RESEARCH ARTICLE
Svetlana V. Malavenda1
1Murmansk Marine Biological Institute, Russian Academy of Sciences, Murmansk, Russia
Climate changes in the North Atlantic and Arctic affect the macrophytobenthos along with other components of the ecosystem, resulting in an increase of species diversity and biomass in western Spitsbergen, as has been reported. Grønfjorden is located at the mouth of one of the largest fjords of Spitsbergen, Isfjorden, and is influenced by the recent significant increase in the inflow of Atlantic Water. However, there are nearly no published data on the phytobenthic communities in this area. This research study of the littoral and sublittoral areas of Grønfjorden in 2013–14 documented 68 species, mostly high-boreal and boreal–Arctic species. When compared with species diversity in the other areas of western Spitsbergen, the data show the uniqueness of Grønfjorden’s species composition.
Keywords
Climate change; algal flora; kelp; Fucus vesiculosus; macrophytobenthos
Abbreviations
CI: confidence interval
MMBI: Murmansk Marine Biological Institute, Russian Academy of Sciences, Murmansk, Russia
MPB: macrophytobenthos
Citation: Polar Research 2021, 40, 3682, http://dx.doi.org/10.33265/polar.v40.3682
Copyright: Polar Research 2021. © 2021 S.V. Malavenda. This is an Open Access article distributed under the terms of the Creative Commons Attribution-NonCommercial 4.0 International License (http://creativecommons.org/licenses/by-nc/4.0/), permitting all non-commercial use, distribution, and reproduction in any medium, provided the original work is properly cited.
Published: 27 April 2021
Competing interests and funding: The authors report no conflict of interest.
This research study was carried out according to the research plan of the Laboratory of Algology (MMBI) on the topic Mechanisms of Adaptation, Regulation of Growth, Reproduction and Rational Use of Macroalgae of the Arctic Seas (State Task no. AAAA-A17-117052310082-8).

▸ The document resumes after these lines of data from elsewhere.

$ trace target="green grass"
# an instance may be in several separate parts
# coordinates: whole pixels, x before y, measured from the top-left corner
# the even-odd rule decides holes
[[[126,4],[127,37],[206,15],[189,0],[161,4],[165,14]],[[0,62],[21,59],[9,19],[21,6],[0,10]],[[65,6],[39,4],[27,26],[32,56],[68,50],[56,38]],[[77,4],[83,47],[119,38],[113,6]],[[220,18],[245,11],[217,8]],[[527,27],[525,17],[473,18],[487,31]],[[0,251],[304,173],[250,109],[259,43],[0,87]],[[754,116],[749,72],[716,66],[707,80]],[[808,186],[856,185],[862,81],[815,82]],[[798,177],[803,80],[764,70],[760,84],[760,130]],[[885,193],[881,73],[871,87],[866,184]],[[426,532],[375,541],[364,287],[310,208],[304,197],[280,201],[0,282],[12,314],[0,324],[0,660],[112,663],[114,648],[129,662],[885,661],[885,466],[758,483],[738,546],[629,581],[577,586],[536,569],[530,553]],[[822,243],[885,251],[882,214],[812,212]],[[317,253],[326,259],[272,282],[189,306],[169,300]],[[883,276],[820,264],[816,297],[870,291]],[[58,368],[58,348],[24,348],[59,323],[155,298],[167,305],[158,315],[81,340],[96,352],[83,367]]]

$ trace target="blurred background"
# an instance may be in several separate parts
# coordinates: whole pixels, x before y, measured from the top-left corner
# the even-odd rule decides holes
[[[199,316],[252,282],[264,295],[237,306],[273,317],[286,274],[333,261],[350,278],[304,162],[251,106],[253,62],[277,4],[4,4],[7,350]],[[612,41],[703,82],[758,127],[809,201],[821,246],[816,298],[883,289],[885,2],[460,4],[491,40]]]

Correspondence to: Svetlana V. Malavenda, Murmansk Marine Biological Institute, Russian Academy of Sciences, Vladimirskaya St. 17, 183010, Murmansk, Russia. E-mail: malavenda@yandex.ru
To access the supplementary material, please visit the article landing page
Recent climate change in the Arctic has been well documented (Stocker et al. 2013). There are significant changes in the biota of the Arctic seas, including the Svalbard archipelago, caused by global warming; the rising water temperature has been identified as the factor affecting the species composition the most (Cheung et al. 2009; Weslawski et al. 2010). Climate change affects all the elements of the ecosystem, including the MPB, which is usually distributed in a narrow zone along the coast. In the Arctic, ice conditions restrict MPB’s development in the littoral zone, so there are few places suitable for MPB, including those in western Spitsbergen. Recent studies in western Spitsbergen have shown that the diversity and biomass of algal species have increased during the last few decades; in particular, there has been an increase in the biomass and occurrence of Fucus algae, as well as new species to this area; kelp biomass has also increased (Weslawski et al. 2010).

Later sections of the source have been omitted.